Despite the quasi-famous effort of Robert Moses to help bankers find ways to reinvest their clients’ surplus wealth* by adding automotive facilities to it, New York City remains, by far, our nation’s least car-dominated major metro area, with predictably good, if counterintuitive, implications for its comparative green-ness.

But, the comparative basis is still very much comparative, after all. As Manjoo explains, even Manhattan is wildly, crazily give over to automobiles:

In addition to the 2,450 acres of roadway in Manhattan, nearly 1,000 more acres — an area about the size of Central Park — is occupied by parking garages, gas stations, carwashes, car dealerships and auto repair shops. There is three times more roadway for cars on Manhattan as there is for bikes. There’s more road for cars than there is sidewalks for pedestrians.

And this holds, despite the fact that less than half of Manhattan’s households own a car!
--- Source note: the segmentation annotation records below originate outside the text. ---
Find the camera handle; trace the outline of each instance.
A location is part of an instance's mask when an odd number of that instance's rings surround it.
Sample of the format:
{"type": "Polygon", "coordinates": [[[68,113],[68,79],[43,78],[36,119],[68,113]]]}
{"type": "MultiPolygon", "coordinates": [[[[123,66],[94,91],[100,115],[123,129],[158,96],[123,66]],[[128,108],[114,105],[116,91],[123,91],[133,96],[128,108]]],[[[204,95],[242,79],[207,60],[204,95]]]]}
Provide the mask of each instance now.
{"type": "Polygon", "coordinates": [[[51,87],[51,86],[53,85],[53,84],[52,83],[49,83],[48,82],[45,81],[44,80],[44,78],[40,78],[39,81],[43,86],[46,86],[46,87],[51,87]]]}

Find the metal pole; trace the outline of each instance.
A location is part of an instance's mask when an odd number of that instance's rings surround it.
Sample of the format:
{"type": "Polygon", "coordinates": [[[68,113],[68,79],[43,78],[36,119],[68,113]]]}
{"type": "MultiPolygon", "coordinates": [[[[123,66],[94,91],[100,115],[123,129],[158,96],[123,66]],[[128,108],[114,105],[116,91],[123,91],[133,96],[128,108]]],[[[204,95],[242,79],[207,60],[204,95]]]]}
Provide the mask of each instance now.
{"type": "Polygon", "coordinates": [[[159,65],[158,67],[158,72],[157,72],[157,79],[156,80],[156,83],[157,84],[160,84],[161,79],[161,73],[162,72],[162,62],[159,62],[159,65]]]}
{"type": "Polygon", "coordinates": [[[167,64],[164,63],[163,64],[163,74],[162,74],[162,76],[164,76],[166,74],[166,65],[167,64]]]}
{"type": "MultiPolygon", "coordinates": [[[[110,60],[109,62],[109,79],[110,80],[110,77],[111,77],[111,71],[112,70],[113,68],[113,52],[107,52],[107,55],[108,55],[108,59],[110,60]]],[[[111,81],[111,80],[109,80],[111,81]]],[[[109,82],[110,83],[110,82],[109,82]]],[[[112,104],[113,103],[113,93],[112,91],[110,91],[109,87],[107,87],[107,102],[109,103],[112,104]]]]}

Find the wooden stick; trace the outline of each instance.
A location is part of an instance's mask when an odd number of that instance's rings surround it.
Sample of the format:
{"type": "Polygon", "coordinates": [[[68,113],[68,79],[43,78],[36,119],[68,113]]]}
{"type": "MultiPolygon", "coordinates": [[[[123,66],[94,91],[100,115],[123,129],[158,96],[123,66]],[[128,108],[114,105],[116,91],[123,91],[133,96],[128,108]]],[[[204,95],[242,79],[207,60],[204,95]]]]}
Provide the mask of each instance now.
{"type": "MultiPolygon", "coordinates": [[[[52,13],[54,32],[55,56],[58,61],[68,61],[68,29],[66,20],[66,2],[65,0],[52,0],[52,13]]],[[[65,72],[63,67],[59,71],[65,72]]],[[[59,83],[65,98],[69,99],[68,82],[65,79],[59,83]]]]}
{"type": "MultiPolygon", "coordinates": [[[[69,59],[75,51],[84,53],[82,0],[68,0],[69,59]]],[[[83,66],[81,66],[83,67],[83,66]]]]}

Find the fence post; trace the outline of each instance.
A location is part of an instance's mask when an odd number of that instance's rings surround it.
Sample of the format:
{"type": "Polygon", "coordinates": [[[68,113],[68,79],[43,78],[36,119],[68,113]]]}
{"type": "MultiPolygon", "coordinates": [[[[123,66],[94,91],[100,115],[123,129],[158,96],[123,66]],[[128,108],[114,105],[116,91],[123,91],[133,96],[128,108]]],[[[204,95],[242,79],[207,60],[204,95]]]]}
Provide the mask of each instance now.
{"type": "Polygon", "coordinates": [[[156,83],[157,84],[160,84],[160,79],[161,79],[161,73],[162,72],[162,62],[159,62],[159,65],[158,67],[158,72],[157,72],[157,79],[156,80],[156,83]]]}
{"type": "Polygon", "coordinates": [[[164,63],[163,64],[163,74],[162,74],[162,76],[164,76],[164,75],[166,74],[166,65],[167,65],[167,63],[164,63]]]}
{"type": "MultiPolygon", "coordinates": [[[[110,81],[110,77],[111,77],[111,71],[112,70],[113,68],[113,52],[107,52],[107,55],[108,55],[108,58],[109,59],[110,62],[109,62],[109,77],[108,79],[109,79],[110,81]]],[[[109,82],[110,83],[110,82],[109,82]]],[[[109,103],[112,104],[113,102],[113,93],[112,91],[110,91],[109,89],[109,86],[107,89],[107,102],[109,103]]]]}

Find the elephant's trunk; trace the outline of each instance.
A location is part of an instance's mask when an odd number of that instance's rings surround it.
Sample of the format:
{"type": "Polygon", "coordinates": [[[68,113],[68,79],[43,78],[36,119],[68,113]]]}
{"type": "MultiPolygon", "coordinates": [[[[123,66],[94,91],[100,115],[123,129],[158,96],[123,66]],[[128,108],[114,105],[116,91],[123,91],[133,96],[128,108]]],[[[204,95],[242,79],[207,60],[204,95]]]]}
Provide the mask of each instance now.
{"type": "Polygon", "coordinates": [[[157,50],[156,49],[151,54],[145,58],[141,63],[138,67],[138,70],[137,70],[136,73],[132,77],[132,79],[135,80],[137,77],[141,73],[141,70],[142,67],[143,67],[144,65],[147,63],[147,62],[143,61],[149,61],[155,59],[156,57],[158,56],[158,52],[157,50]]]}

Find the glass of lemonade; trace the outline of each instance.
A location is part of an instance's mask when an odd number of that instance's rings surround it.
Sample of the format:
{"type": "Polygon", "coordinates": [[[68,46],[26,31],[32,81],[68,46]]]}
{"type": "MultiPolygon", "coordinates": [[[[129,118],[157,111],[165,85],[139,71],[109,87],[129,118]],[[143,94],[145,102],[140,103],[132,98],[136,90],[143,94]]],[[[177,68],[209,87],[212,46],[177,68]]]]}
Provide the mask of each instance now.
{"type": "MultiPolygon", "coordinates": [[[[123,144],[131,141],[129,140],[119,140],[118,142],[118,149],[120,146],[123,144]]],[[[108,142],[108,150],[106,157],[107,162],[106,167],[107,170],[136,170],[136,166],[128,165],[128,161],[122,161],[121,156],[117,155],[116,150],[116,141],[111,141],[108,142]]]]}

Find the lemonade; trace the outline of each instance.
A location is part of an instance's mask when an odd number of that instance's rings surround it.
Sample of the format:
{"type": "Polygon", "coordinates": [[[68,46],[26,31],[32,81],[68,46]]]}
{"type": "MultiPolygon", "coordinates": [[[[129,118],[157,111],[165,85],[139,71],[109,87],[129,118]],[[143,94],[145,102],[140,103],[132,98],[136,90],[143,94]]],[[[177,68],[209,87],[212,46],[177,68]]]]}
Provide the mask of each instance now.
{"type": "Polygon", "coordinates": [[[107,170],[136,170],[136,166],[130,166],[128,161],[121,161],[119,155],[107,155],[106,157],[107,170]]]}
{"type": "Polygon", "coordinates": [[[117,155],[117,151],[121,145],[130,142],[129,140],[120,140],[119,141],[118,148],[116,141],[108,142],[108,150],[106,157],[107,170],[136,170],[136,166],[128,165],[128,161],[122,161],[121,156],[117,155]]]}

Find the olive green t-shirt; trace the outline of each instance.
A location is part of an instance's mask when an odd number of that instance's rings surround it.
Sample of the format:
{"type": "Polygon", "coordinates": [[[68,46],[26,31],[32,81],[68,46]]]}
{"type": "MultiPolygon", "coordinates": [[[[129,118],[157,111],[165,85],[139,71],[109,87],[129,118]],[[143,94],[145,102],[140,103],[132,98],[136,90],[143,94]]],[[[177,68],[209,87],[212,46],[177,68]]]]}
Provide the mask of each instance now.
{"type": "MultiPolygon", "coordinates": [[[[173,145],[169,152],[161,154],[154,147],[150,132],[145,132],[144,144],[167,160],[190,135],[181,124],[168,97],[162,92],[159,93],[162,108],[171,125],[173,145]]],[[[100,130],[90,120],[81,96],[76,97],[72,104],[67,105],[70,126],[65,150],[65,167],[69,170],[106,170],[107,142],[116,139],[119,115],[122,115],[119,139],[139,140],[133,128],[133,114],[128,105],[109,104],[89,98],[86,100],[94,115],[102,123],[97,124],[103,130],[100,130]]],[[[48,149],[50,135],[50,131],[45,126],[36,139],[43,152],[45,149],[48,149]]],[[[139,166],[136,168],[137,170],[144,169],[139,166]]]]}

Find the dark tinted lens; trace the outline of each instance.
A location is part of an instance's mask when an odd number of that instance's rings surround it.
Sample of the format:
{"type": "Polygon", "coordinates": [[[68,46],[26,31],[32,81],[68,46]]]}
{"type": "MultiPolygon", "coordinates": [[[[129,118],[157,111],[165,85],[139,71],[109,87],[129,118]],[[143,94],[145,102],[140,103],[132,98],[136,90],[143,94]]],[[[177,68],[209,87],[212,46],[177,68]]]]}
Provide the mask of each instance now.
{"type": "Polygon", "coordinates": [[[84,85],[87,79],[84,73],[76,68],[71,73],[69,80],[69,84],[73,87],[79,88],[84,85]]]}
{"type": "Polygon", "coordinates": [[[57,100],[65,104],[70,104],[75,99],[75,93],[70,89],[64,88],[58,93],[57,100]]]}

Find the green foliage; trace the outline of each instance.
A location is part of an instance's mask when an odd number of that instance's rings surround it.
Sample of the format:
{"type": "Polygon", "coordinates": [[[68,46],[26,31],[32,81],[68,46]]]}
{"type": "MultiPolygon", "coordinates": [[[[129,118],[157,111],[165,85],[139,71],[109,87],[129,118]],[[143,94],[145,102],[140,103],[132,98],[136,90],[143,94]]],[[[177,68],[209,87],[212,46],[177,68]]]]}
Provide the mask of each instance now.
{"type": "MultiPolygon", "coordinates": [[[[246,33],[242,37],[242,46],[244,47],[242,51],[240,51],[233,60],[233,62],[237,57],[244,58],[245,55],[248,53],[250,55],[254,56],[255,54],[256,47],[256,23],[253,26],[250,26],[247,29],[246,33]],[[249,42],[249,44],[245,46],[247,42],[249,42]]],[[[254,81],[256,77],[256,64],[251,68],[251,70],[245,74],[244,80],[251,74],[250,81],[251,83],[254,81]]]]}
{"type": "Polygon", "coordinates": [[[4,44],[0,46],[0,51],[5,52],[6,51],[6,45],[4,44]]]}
Something is very rotten in this not-Denmark of ours, and the reality is starting to reek badly enough for it to be catching a few new nostrils, at very long last.

_______

*From Robert Caro’s The Power Broker, p. 730:

Jack Madigan, who had spent weeks trying to peddle Henry Hudson Bridge bonds around Wall Street in 1936, was astonished when previously aloof bankers began inviting him to lunch in their private dining rooms in 1946 — until one, Stewart Becker, president of the Bank of Manhattan, casually remarked over dessert, “You know, Jack, we’ve got more money than good uses for it.” Then he [Madigan] understood. Returning from Becker’s table, he told Moses that the banker was asking to be allowed to buy as much as possible of the next Triborough bond issue — and the bartender’s son [Madigan] added that he would never have to go hat in band to bankers again; from now on, bankers would come to him.